*"Living Sculptures", Merve Morkoç, 2021
Bursa, Nilüfer Belediyesi'nin "Yukarı Bak, Sınırlı Coğrafyanın Yıldızlı Ufukları" isimli sergisi 31 Temmuz'a kadar ziyaret edilebilir.
İktidarları sorguluyor
Sergi, şehrin kültürel kimliği, tarihi, dönüşümü ve geleceği ile diyaloğa geçen lokasyonlarda mekân ve sanat arasında ilişkiler kuruyor. Kişileri kontrol altında tutmak için yapılanmış iktidarları sorgulayan ve insanlara özgürlük alanları açan yaşamsal stratejileri deneyimleyen sanat eserlerini bir araya getiriyor.
*"Ürperti Serisi", Ateş Alpar
"Ne zaman boyun eğmeyi bırakır, neden, nasıl yukarı bakarız?" düşüncesinden yola çıkan seçki, söylemin getirdiği çağrışım noktalarına odaklanıyor.
Nilüfer'deki farklı sanat mekanları
Punk'tan ilham alan ve renkli temasıyla dikkat çeken Pancar Deposu; Anne-Charlotte Finel, Ateş Alpar, Berat Işık, Berk Kır, Eda Soylu, Erinç Seymen, Ghazel, Gözde İlkin, Güneş Terkol, Merve Morkoç, Şafak Şule Kemancı, Vahit Tuna ve Bihter Yasemin Adalı'nın çalışmalarına "Haz, Işıltı ve Kahkaha" başlığı altında ev sahipliği yapıyor.
*"Mediterranean", Tayfun Serttaş
Gölyazı Kültürevi'nde yer alan "İnce Elemek Sık Dokumak" adlı sergi; Fatoş İrwen, Gözde İlkin, Güneş Terkol ve Şafak Şule Kemancı'nın çalışmalarına yer veriyor.

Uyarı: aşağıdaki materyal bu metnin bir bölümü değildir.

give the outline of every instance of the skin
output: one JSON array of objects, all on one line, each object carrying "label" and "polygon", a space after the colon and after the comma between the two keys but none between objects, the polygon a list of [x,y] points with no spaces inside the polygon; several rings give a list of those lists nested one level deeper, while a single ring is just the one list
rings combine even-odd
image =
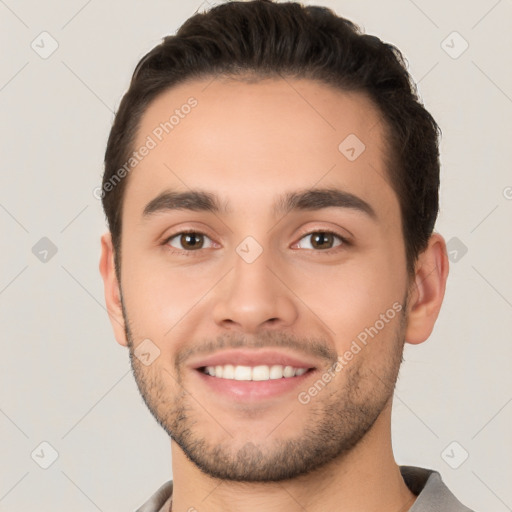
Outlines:
[{"label": "skin", "polygon": [[[175,438],[173,510],[408,510],[415,496],[391,446],[393,388],[404,342],[432,332],[448,259],[434,233],[407,276],[378,111],[360,93],[309,80],[193,81],[149,106],[135,146],[190,96],[197,107],[129,175],[121,283],[109,233],[100,260],[116,339],[129,347],[151,412]],[[338,150],[349,134],[366,146],[353,162]],[[375,219],[334,207],[273,214],[281,194],[319,187],[356,195]],[[145,218],[146,205],[169,189],[207,190],[230,211]],[[183,229],[204,233],[203,248],[190,249],[180,236],[167,242]],[[350,244],[335,237],[328,253],[317,248],[314,234],[325,231]],[[247,236],[263,249],[252,263],[236,252]],[[300,403],[297,393],[396,303],[401,313]],[[160,350],[149,366],[134,357],[145,339]],[[314,359],[317,371],[290,393],[229,400],[200,381],[187,355],[234,346],[281,347]]]}]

Sanatçıların hafiflikle eleştirmek üzerine üretimleri, kültürler arası etkileşim ve iletişim için önemli bir sembol olan, restore edilerek kültürevine dönüşen kilisede hayat buluyor.
Özgürlüğün ancak içeriden dışarıya doğru olabileceği ve bilinçaltının açığa çıkmasıyla ilgilenen çalışmaların yer aldığı Balat Kültürevi'nde; "Özgürlük Köşenin Hemen Arkasında" başlığı altında CANAN, Dan Perjovschi, Emilia Kabakov & İlya Kabakov, Fatoş İrwen, Henning Christiansen, İnci Eviner, Merve Morkoç, Rebecca Horn ve Vahit Tuna'nın üretimleri konumlanıyor.
Misi'deki Fotoğraf Müzesi'ndeki "Siyah Yandığında" adlı sergi, Marguerite Bornhauser'in fotoğraflarından oluşuyor. Yine Misi'de bulunan Edebiyat Müzesi'ndeki "Türkiye'nin Yeraltı Suları: Fanzin Edebiyatı" adlı sergi, Onur Sarıkaya küratörlüğünde, 1960'lardan bu yana Türkiye'de fanzine odaklanıyor.
Nâzım Hikmet Kültürevi; "Doğa Tarihi Müzesi" serisiyle Tayfun Serttaş, "Efsunlu Dünya Hayal Değil, Üstündeyiz" sergisiyle CANAN ve Extramücadele'nin kapsamlı seçkilerine yer veriyor. İnsan ve hayvan arasındaki ilişki, masallar ve eleştirel yaklaşım üç sanatçının üretimi üzerinden mekâna yayılıyor.
*"Hu Hu Serisi", Güneş Terkol
Kahkaha ve yukarı bakmak...
Küratör Yekhan Pınarlıgil sergiyle ilgili şunları söylüyor:
"Yukarı bakmak gökyüzünün derinliğinden uçuruma kendini bırakmak demek. Kalıplardan kurtulmak, normalleştirmeye, sıradanlaştırılmaya, tektipleştirilmeye izin vermemek, öznelliğin çoğul hâlini, çeşitliliğini, farklılığını tanımak... Kahkaha atmak başını yukarı kaldırmanın en geçerli, en heyecanlı nedeni olsa gerek. Boyun eğmemek ve dünyayı yeniden düşünmek için yapılmış en asil hareket belki de boyun eğdirenlerin hükmüne gülüp geçmek, onları hicvin gücüyle, ironinin kıvraklığıyla etkisiz hâle getirmektir. Sergi, dansın, şiirin ve kahkahanın otoriteyi derinden sarsan başdöndürücü gücünü gösterecek, kendini çok önemli addeden hiyerarşinin zayıf noktalarını ortaya çıkararak, onun de ne derece kırılgan olduğunu anlatacak."